Aalen-Johansen estimator of cumulative incidence functions for competing risks.

Usage

Source

AalenJohansen(
    *,
    conf_level=0.95,
)

In survival analysis, competing risks occur when subjects can experience multiple types of events (e.g., progression to malignancy vs. death from other causes), and experiencing one event precludes the others. The Aalen-Johansen estimator extends the Kaplan-Meier approach to this setting by estimating the cumulative incidence function (CIF) for each cause: the probability of experiencing that specific cause by time t, accounting for competition from other causes.

Unlike naive estimates that ignore censoring or competing events, the Aalen-Johansen CIF correctly accounts for both. It is computed using transition probabilities between states via generalized Kaplan-Meier estimates. Call fit() with a multi-state Surv response (built with Surv.multistate()) to obtain estimates for each competing cause. Results are returned as tidy DataFrames with one row per combination of stratum, cause, and time.
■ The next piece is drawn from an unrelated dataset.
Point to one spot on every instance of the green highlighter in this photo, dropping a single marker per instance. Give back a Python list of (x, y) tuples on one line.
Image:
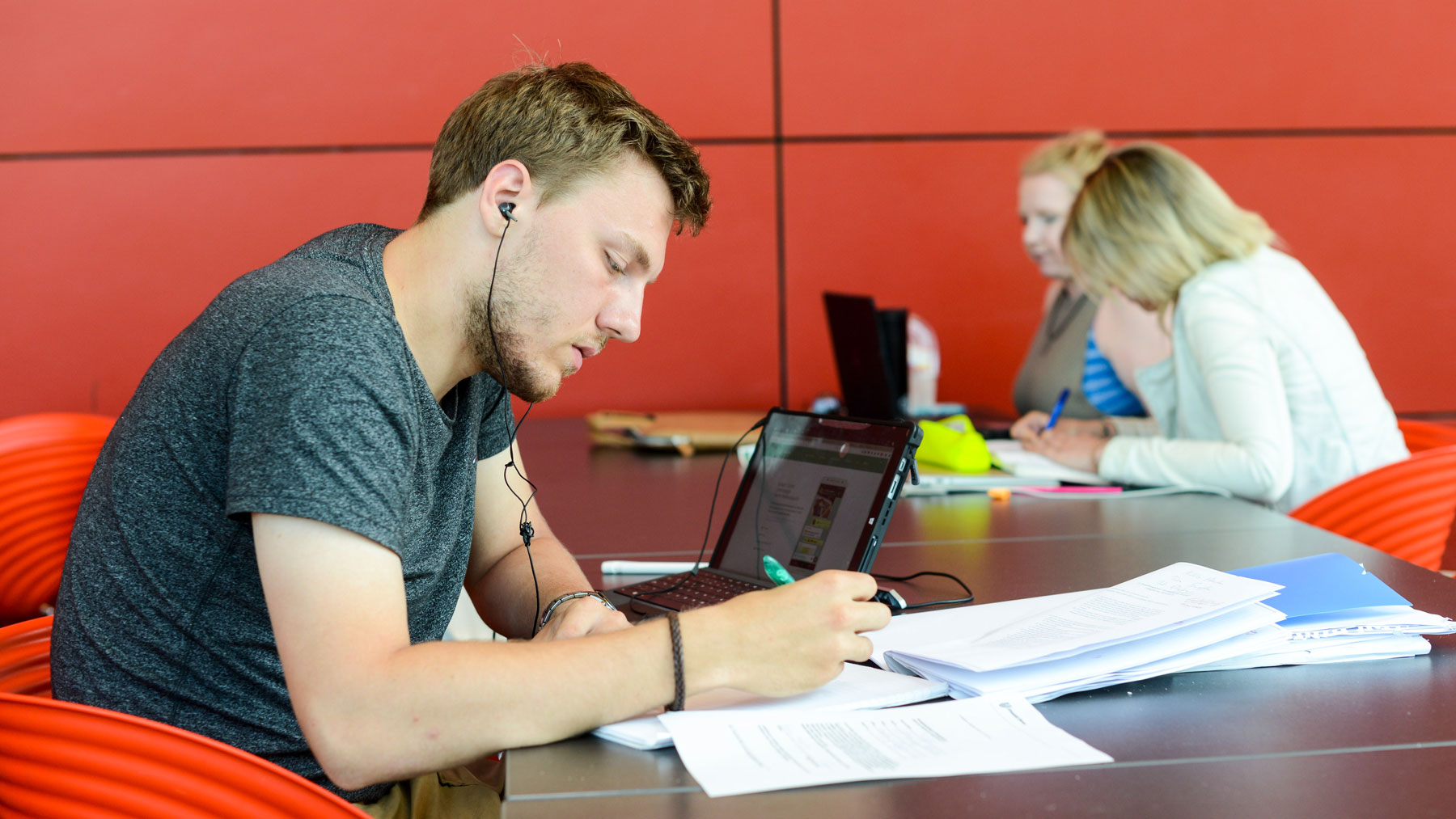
[(775, 571)]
The estimator uses the formula \(\mathrm{CIF}_j(t) = \sum_{s \le t} \hat{S}(s^-) P_{0j}(s)\), where \(\hat{S}(s^-)\) is the probability of being event-free before time \(s\), and \(P_{0j}(s)\) is the transition probability from censoring to cause \(j\). Confidence intervals use the Greenwood-style variance estimator on the complementary log-log scale for improved coverage.

Parameters

conf_level: float = 0.95
Confidence level for the (Wald) confidence intervals (default 0.95).

Returns

Fitted estimator
Call fit() to produce a fitted estimator with cached results (states_, and internal transition matrices), accessible as tidy DataFrames.

Details

Call fit(surv, by=...) with a multi-state Surv response (built with Surv.multistate, where event codes are 0 for censoring and 1..K for the competing causes). Results are tidy frames via to_frame() (optionally format=) with one row per stratum, cause, and time.

Examples

The bundled mgus2 dataset follows monoclonal-gammopathy patients who may progress to plasma-cell malignancy ("pcm") or die first, a competing-risks setup. Build the competing-risks response by combining the progression and death indicators into a single cause code (0 censored, 1 progression, 2 death), then fit the estimator. Printing the fitted object reports the final cumulative incidence for each cause.

import greenwood as gw

mg = gw.load_dataset("mgus2", backend="pandas")
etime = mg["ptime"].where(mg["pstat"] == 1, mg["futime"])
cause = mg["pstat"].where(mg["pstat"] == 1, 2 * mg["death"])
cr = gw.Surv.multistate(etime, event=cause, states=("pcm", "death"))
aj = gw.AalenJohansen().fit(cr)
aj
AalenJohansen (Aalen-Johansen cumulative incidence)

states: pcm, death
n = 1384

       final CIF
pcm       0.1613
death     0.8387

Methods

Name Description
fit() Fit cumulative incidence functions to a competing-risks response.
to_frame() Return cumulative-incidence estimates as a DataFrame.

fit()

Fit cumulative incidence functions to a competing-risks response.

Usage

Source

fit(surv, *, by=None)

Computes the cumulative incidence function (CIF) for each cause-of-interest from a multi-state Surv response. Unlike Kaplan-Meier (which handles only a single event type), the Aalen-Johansen estimator accounts for competing events: subjects who experience a competing cause are removed from the risk set, preventing overly optimistic estimates of the probability of experiencing the target cause. Results are stored in the fitted object; access them via to_frame() (optionally format=).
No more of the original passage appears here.